Ritrovare la felicità?
"Non ci può essere un lavoro dove è assente la partecipazione e la felicità. E se tu crei questi presupposti sei già arrivato. Noi dobbiamo cercare di dare la possibilità ai calciatori di essere felici. A Empoli lo abbiamo dimostrato anche in campo questa predisposizione al piacere di giocare. E poi credo sia anche giusto e doveroso dare la possibilità a chi perde tempo, spende soldi, fa sacrifici e mette passione nel venire allo stadio di assistere ad uno spettacolo. Poi è ovvio che si gioca per il risultato. Se la rendo produttiva facendo anche il bello, siamo tutti più contenti".

L'addio di De Rossi e quello di Totti come li ha vissuti?
"Mi hanno chiesto anche di fare qualche intervista ma io preferisco parlare direttamente con gli interessati. Quello che posso dire è che con loro ho vissuto dei momenti indimenticabili prima nella veste di amico e ascoltatore poi li ho vissuti in prima persona perchè li ho allenati. Sembra quasi impossibile pensare alla Roma senza questi due nomi ma come ha detto Daniele sono situazioni della vita e bisogna pensare ad andare oltre".

Hiljemark e Sturaro andranno attesi. Li ha già considerati?
"Per Hiljemark io ho buone notizie. E' una situazione da verificare ma ho buone notizie. Sturaro è chiaro che i tempi sono definiti, sta andando tutto bene. La situazione va bene ma chiaramente c'è da aspettare".

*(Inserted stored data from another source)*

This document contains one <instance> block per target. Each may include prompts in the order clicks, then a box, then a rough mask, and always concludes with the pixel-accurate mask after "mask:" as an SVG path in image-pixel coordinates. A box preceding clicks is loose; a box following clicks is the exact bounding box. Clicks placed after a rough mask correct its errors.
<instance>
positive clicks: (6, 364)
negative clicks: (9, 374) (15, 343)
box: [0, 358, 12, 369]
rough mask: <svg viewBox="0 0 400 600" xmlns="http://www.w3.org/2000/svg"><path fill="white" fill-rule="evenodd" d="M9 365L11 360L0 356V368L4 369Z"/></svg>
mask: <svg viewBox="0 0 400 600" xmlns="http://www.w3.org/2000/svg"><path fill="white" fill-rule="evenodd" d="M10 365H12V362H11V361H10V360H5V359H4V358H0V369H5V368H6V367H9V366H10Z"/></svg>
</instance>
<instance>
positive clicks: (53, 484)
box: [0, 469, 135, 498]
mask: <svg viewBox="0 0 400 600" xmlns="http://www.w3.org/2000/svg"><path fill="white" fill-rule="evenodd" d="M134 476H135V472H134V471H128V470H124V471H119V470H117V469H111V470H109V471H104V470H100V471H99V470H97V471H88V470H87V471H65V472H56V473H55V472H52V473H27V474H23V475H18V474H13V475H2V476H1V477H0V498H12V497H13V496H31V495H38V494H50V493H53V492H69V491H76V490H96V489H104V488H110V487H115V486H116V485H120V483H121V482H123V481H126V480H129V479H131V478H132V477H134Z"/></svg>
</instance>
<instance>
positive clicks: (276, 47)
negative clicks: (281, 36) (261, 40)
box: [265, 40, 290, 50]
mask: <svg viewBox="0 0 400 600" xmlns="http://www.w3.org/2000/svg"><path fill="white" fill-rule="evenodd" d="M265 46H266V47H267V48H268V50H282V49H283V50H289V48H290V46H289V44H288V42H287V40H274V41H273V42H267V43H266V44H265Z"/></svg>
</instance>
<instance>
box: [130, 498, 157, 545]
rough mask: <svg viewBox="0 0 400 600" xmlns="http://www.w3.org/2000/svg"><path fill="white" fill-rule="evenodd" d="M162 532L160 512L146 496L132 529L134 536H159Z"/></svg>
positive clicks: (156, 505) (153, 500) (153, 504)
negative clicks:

L'avventura di oggi è il punto più alto della sua vita professionale?
"Prima di diventare collaboratore di Spalletti avevo fatto tanti anni in tutte le categorie. Poi ho avuto questa possibilità molto interessante che mi ha dato Luciano all'Udinese e poi alla Roma proseguita negli anni al fianco di colleghi blasonati. Poi ho avuto l'esperienza nel 2013 con la Roma dove ci sono stati risultati ottimi finiti male con la Coppa Italia per ritrovarmi dove non mi aspettavo. Avevo deciso di smettere di andare in bicicletta e mi è arrivata la chiamata che mi ha dato soddisfazione personale. Mettiamo insieme tutto questo ed esce fuori il personaggio che sono ora. Non è cambiato granché nella mia testa se non che ho un'opinione mia del calcio che mi permette di dire la mia".

L'attaccante?
"Speriamo di trovare calciatori che siano bravi. Poi la caratteristica tecnica incide ma siamo noi che dobbiamo adattarci al calciatore che troviamo. Se un giocatore è bravo e ha numeri, è chiaro che abbiamo maggiori garanzie".

Vuole dire qualcosa ai tifosi?
"Le parole ne possiamo fare quante ne vogliamo. Servono i fatti e se li faremo arriveranno i risultati che auspichiamo".

12.50 - Termina la conferenza stampa di presentazione di Aurelio Andreazzoli.